The Carmel dates back to 1678. In penal times, girls who wished to follow a religious vocation were obliged to leave their native England and live in exile on the Continent. However, when French troops overran the Low Countries in 1794, the nuns, together with many other similar communities, were forced to flee and seek refuge in England.
As such, the Convent was built in 1870.

It was used for the last time in 1994. Because of dwindling numbers of Nuns and Mass attendees, and rising costs of maintenance, the decision was made to sell up and merge with Sclerder Abbey, near Looe in Cornwall.

In 2009, the Chapel caught on fire and was destroyed. Arson was never proven, but never ruled out.
Thankfully, only the chapel was damaged by fire; the rest of the convent remains seemingly untouched and well sealed. Hopefully, this will keep out any future scumbags!





















































Thanks for looking guys!


----------



## mockingbird (Nov 6, 2013)

some nice shots there, also something I have never seen


----------



## Chopper (Nov 6, 2013)

Thank you!


----------



## flyboys90 (Nov 6, 2013)

Great pics.


----------



## cunningplan (Nov 6, 2013)

Passing in a couple of weeks, could well be worth a look, Thanks for posting and great photos


----------



## UrbanX (Nov 6, 2013)

Sweet!
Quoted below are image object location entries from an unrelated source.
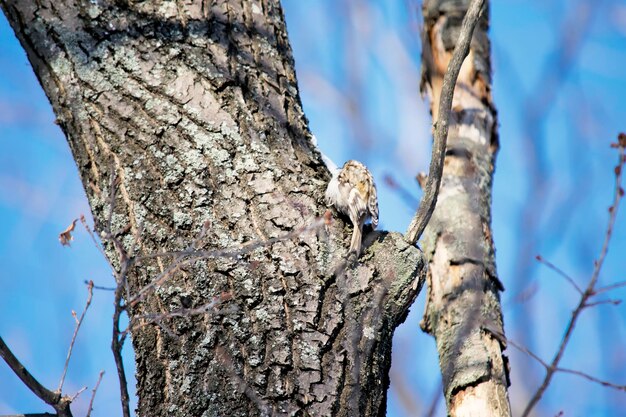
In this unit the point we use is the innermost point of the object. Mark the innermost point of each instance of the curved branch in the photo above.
(431, 191)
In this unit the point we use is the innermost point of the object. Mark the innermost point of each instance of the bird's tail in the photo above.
(357, 234)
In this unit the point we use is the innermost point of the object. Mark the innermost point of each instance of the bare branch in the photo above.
(429, 200)
(76, 329)
(93, 394)
(80, 391)
(590, 290)
(610, 287)
(60, 403)
(565, 370)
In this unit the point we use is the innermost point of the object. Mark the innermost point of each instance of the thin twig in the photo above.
(76, 329)
(93, 394)
(60, 403)
(566, 370)
(589, 291)
(610, 287)
(80, 391)
(429, 200)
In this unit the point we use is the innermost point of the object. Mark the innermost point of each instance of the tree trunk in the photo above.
(463, 310)
(193, 108)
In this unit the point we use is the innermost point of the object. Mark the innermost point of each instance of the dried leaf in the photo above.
(65, 237)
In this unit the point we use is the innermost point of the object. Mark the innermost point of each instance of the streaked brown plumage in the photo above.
(353, 192)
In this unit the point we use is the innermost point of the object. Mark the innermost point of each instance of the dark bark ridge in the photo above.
(194, 108)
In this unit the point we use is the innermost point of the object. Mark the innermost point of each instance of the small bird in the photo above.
(352, 191)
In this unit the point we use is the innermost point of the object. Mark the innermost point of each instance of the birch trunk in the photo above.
(463, 309)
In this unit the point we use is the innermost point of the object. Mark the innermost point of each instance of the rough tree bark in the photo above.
(463, 310)
(193, 106)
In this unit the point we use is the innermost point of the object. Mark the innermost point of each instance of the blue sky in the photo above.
(358, 69)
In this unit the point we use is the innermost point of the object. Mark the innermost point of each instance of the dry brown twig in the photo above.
(589, 292)
(56, 399)
(79, 321)
(93, 394)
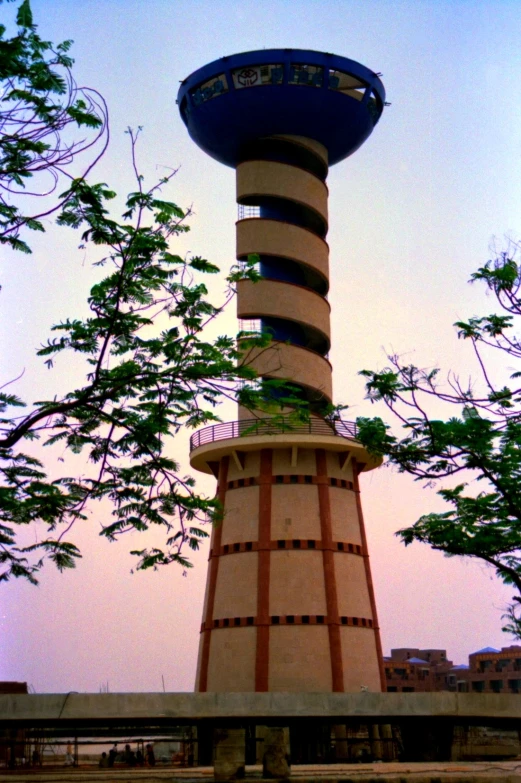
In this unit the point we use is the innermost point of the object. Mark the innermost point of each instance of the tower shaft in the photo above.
(289, 595)
(289, 602)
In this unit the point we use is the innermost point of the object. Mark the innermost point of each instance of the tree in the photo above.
(40, 106)
(480, 441)
(149, 369)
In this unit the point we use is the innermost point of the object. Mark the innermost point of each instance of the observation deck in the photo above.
(236, 100)
(210, 444)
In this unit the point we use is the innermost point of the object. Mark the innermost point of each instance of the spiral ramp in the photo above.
(284, 179)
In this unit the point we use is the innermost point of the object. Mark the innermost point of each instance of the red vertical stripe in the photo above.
(263, 573)
(212, 580)
(333, 620)
(369, 578)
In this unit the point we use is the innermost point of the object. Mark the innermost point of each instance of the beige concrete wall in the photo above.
(292, 363)
(241, 515)
(268, 178)
(268, 237)
(250, 460)
(199, 654)
(236, 590)
(335, 470)
(295, 512)
(353, 595)
(283, 300)
(232, 660)
(344, 516)
(297, 583)
(359, 659)
(306, 463)
(299, 658)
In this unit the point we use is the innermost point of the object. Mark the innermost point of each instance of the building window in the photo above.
(215, 86)
(308, 75)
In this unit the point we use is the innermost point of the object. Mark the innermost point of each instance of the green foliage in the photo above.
(38, 101)
(481, 442)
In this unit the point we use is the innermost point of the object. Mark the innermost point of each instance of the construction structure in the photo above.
(289, 601)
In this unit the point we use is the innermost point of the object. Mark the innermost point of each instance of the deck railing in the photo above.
(237, 429)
Great first report!  
WTF are those appliances doing there?! 
Great work, keep it up


----------



## Stealthstar79 (Nov 7, 2013)

Bet it was beautiful back in the day!
Great first report,
Thanks!


----------



## smiler (Nov 7, 2013)

UrbanX said:


> Sweet! Great first report!
> WTF are those appliances doing there?!
> Great work, keep it up





Maybe it wasn’t arson, maybe it was a chip pan fire.

Nice pics I enjoyed looking, Thanks


----------



## Urban X (Feb 3, 2014)

Hey Chopper.This looks like a great site to start with.I'm in the area,so i think this will be the next one i check out.
Nice pic by the way


----------



## cunningplan (Feb 3, 2014)

Urban X said:


> Hey Chopper.This looks like a great site to start with.I'm in the area,so i think this will be the next one i check out.
> Nice pic by the way



Good luck and hope your a good climber  and looking forward to the photos


----------



## krela (Feb 3, 2014)

cunningplan said:


> Good luck and hope your a good climber  and looking forward to the photos



There's a reason we call him monkeyboy.


----------



## Squeakist (Feb 3, 2014)

Superb pics, and I like the orange hue


----------